Green Bench


An expression doesn’t just come about.


It is first inhaled, lingered at the nostrils,

then transferred to the tongue

where before being processed,

the palate performs a founding ritual

by, firstly, letting it float a few seconds

in the closed mouth, whisking it

and then allowing it to sediment gracefully

into the body of the open buds.


An expression is like a practised recipe.


It cannot be served untried to the tables

of veteran maxims, a High Court of Supremes,

robed deliberators en-tasked for banishing frivolity

from staunchly guarded books of Language.


Their palates may be bland to change

but, an expression can be a possibility


to experimentation; sitting solo at this green bench

on a green day of an excitedly buzzing green park,

barely in contemplation, in utter deliriousness,

I whim upon the act of teleporting


I inhale mouthfuls of the rain-scented air,

the green becoming an enormously magnificent vision,

my mind strays towards clichés

entrapping the overused modicum (of a colour)

unexplored in its robust conceptuality.


I lick the roof of my mouth, the taste seems right.


How delightfully queer for thoughts to float

in the unreached expansive universe,

chancing upon a fertile cell of a mind

to impregnate with what isn’t originally its own

writing out secrets of an unknown

green bench.





Spring is like a perhaps hand – E. E. Cummings


If Spring would spring from my perhaps hand,

I would dip its nib in the cobalt ink of a night sea

and find green re-birthing leaves painted on

cobblestoned walls in a romantic alleyway

of an old forgotten Italy; all of the flowers

in my life would bloom in grandmother vases

where summer stoves would practise staying alight

under the dancing skirts of a linen breeze, my skin

would cosy against fresh smelling grass growing

on mountains behind a cardinal horizon of lovers

where my house would be a limestone igloo of doves

on which a sparkling silver sunlight would shimmer

its curves; in my mind I would live the spring

of change – the falsely autumned winters,

the change long overdue

and watering the seeds.




The hour of grief brings epiphany,

like an intervention of the high


orders who send you a satiating

drink from the moon’s soothed


river, and in that limpid clasp of

tomorrow’s day, you see pebbles


turned to a path of feathers,

the brow’s heaviest perspiration


wiped by cool cloths of hands

of furling breezes, wrapping


your body in a fogless calm

that has never known burning;


it is possible for a human to cry

tears of gratitude for a thing past,


let the world stop for that hour –

in deadlock –


let the chest exhale, breathe only

light, the oil of liberated skin.


Sheikha A. is from Pakistan and United Arab Emirates.

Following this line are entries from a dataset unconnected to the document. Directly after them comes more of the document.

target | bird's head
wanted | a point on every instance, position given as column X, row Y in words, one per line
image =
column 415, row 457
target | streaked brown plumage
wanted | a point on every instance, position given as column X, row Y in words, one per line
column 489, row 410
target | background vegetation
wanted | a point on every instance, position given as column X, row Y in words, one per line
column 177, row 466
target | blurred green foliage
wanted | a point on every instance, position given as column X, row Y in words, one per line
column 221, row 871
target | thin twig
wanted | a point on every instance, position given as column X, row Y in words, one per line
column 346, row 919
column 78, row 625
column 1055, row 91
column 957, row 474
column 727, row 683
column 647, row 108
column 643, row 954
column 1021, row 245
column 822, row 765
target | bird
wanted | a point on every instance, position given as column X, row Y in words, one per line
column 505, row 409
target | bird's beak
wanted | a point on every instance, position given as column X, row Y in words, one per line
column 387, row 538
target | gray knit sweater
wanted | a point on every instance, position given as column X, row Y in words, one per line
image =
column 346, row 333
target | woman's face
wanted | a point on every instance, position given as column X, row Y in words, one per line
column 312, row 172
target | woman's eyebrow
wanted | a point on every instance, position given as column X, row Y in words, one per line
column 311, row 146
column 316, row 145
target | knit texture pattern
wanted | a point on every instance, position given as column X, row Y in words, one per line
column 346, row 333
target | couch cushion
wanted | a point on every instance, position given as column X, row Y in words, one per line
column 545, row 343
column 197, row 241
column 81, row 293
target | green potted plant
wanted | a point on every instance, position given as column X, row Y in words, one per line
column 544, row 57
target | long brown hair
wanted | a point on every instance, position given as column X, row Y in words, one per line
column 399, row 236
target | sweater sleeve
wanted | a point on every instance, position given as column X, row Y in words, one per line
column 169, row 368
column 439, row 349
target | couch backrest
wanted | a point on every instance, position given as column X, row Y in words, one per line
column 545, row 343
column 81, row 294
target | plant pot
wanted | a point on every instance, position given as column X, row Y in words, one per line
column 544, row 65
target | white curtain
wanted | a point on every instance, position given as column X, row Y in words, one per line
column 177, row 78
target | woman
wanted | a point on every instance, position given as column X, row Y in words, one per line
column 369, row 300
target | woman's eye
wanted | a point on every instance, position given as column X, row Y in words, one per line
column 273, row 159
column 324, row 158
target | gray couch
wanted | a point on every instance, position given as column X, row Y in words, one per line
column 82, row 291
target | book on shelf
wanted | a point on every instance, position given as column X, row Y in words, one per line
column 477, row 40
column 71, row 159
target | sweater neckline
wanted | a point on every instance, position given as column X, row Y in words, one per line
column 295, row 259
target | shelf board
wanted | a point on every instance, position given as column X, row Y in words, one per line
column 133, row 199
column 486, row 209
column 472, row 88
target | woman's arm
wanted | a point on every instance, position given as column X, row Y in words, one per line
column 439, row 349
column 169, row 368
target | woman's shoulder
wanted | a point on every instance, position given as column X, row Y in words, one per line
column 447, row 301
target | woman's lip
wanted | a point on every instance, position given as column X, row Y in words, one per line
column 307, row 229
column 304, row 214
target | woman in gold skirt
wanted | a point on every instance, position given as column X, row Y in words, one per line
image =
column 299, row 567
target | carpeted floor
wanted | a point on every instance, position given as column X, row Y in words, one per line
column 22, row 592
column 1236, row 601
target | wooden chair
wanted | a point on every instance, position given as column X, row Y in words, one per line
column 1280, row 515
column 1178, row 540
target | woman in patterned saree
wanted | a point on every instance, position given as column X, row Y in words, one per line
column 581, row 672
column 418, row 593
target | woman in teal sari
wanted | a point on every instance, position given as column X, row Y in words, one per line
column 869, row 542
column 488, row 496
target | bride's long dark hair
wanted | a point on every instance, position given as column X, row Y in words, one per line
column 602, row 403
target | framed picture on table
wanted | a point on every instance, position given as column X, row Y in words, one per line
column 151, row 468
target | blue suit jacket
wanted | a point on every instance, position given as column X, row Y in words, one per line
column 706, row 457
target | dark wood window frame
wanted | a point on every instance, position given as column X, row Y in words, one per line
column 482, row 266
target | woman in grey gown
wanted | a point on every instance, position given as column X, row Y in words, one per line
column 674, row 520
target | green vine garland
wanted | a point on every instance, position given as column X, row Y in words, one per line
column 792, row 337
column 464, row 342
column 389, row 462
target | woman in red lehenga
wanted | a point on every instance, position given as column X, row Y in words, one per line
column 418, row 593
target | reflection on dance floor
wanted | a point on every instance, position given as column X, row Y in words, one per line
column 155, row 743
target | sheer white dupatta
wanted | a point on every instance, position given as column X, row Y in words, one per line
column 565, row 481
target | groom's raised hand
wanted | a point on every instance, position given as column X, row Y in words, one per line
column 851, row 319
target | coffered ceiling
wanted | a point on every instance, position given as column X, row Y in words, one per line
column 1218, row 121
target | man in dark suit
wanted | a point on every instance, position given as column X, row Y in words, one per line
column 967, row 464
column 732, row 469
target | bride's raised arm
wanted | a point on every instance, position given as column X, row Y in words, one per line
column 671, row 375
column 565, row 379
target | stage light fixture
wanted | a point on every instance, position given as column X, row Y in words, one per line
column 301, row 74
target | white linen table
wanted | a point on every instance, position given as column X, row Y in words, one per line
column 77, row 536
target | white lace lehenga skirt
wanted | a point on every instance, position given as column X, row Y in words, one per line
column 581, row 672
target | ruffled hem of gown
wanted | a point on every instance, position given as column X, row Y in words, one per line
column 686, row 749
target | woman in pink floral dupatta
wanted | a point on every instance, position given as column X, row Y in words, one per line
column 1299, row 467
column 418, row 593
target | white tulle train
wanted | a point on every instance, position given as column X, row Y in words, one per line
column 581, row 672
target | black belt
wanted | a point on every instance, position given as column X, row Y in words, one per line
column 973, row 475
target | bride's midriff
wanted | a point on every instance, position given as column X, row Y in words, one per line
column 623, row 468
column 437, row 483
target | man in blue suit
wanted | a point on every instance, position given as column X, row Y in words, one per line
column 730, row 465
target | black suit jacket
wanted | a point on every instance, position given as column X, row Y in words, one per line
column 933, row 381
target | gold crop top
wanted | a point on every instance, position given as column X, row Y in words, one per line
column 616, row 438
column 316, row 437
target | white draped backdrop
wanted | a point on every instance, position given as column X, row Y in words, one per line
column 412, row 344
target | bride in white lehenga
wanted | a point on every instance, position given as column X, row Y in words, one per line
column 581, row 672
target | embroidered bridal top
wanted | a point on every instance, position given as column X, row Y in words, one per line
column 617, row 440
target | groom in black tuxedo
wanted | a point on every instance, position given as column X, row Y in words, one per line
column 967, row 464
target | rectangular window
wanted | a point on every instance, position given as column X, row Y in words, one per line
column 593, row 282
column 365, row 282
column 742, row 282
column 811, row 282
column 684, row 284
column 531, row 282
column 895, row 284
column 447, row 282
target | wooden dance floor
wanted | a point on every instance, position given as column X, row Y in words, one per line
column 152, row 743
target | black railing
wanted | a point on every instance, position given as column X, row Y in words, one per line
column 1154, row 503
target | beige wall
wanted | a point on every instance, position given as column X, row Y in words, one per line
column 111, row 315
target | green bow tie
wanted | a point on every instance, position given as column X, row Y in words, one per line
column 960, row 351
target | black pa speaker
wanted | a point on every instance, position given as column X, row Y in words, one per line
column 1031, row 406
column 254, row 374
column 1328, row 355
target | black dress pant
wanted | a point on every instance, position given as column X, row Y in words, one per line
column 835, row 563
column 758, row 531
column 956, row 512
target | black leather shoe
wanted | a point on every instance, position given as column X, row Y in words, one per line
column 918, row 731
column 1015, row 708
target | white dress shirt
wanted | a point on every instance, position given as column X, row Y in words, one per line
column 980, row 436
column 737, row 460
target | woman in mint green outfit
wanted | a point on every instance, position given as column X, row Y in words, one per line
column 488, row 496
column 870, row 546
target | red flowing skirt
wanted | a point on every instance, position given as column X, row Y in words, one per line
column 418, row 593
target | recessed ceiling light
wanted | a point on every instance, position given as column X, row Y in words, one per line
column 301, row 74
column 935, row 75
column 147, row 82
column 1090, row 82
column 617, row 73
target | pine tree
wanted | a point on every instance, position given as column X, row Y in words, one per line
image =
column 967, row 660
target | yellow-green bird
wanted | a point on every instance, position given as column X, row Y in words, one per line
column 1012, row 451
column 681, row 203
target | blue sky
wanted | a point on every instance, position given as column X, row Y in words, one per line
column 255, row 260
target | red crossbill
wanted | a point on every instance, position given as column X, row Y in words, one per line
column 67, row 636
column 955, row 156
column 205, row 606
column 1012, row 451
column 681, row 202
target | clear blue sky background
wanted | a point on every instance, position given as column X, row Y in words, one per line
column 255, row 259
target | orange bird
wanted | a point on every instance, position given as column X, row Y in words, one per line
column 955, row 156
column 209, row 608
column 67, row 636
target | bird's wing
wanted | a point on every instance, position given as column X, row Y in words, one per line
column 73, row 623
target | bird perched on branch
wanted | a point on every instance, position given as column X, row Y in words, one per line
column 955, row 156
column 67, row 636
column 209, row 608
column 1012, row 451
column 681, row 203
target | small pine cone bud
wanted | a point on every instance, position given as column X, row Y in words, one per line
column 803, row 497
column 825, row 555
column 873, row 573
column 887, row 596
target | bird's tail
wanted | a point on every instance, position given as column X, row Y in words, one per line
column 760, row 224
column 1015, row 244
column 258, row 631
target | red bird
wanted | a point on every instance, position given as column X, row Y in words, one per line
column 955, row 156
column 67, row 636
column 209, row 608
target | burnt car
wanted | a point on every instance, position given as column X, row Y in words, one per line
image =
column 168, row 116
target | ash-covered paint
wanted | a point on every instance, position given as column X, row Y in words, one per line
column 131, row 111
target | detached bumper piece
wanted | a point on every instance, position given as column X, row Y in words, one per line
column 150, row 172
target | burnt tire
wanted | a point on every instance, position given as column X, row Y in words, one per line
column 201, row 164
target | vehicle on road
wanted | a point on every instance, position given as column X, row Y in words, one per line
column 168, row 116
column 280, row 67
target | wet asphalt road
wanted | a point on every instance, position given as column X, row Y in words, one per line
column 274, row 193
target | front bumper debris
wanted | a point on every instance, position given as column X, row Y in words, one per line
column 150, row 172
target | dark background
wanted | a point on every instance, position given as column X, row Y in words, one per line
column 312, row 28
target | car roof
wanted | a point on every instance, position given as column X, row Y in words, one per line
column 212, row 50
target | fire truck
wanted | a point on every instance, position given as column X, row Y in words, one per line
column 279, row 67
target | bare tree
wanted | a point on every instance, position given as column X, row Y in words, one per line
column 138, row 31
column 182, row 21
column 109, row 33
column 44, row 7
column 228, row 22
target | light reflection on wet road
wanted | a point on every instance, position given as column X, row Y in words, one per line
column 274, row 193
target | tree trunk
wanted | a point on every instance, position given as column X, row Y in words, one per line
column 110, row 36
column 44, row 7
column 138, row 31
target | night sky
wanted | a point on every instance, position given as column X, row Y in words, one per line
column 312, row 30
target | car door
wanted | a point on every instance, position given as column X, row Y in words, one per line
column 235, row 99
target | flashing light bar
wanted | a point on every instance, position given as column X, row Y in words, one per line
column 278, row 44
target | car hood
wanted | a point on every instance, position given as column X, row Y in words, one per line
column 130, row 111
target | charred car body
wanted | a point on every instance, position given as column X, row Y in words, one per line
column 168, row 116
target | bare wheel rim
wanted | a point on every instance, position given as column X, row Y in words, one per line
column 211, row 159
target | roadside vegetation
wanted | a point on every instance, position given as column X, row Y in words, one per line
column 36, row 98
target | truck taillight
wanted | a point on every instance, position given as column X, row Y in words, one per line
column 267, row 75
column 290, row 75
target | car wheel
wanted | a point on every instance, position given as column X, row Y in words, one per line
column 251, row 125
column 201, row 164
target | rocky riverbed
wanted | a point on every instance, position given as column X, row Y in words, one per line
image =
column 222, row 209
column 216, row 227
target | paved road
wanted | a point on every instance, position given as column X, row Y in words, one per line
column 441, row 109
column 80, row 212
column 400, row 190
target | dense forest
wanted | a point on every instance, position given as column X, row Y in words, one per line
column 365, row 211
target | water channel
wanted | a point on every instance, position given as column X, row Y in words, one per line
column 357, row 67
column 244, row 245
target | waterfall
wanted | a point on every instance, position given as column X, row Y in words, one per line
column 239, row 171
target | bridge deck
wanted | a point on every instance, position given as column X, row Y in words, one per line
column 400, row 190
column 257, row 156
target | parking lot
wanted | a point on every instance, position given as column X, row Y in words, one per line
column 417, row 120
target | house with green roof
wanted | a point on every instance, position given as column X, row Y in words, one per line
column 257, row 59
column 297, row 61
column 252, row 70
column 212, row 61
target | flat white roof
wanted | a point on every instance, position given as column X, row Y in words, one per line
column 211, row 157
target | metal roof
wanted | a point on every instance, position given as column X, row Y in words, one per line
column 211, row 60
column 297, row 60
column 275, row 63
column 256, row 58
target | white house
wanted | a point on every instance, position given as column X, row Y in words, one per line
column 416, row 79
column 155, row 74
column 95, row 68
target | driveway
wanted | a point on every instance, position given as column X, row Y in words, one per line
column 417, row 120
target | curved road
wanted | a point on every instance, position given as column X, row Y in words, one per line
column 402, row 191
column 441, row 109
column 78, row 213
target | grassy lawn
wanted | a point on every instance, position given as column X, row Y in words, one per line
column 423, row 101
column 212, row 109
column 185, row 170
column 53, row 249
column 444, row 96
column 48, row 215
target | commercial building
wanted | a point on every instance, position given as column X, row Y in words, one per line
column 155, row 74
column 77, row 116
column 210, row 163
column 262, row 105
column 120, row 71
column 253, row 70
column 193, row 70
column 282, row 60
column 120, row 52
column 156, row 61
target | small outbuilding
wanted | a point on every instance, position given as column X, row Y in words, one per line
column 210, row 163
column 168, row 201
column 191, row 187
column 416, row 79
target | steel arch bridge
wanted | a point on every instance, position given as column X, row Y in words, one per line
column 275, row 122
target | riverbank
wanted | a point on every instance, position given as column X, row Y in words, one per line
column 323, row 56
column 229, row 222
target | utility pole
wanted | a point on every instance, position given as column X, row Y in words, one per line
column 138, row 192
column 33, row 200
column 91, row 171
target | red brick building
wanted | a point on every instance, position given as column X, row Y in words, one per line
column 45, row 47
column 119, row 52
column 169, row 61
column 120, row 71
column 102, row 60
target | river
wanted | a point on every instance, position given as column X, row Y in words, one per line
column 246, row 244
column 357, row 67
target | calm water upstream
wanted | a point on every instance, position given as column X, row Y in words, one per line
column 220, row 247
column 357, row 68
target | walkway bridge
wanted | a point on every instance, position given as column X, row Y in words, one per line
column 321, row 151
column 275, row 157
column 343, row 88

Her work appears in over 60 literary venues such as Ygdrasil, A New Ulster, Rose Red Review, Wilderness House Literary Review, The Penmen Review, Mad Swirl, Open Road Review, ken*again, Shot Glass Journal, Right Hand Pointing and many more. She has had her poems appear in several anthologies by different presses, most recent being Silver Birch Press and Kind of a Hurricane Press. Her work is upcoming in The Stray Branch, Halcyon Days, Indiana Voice Journal to name a few. She edits poetry for eFiction India.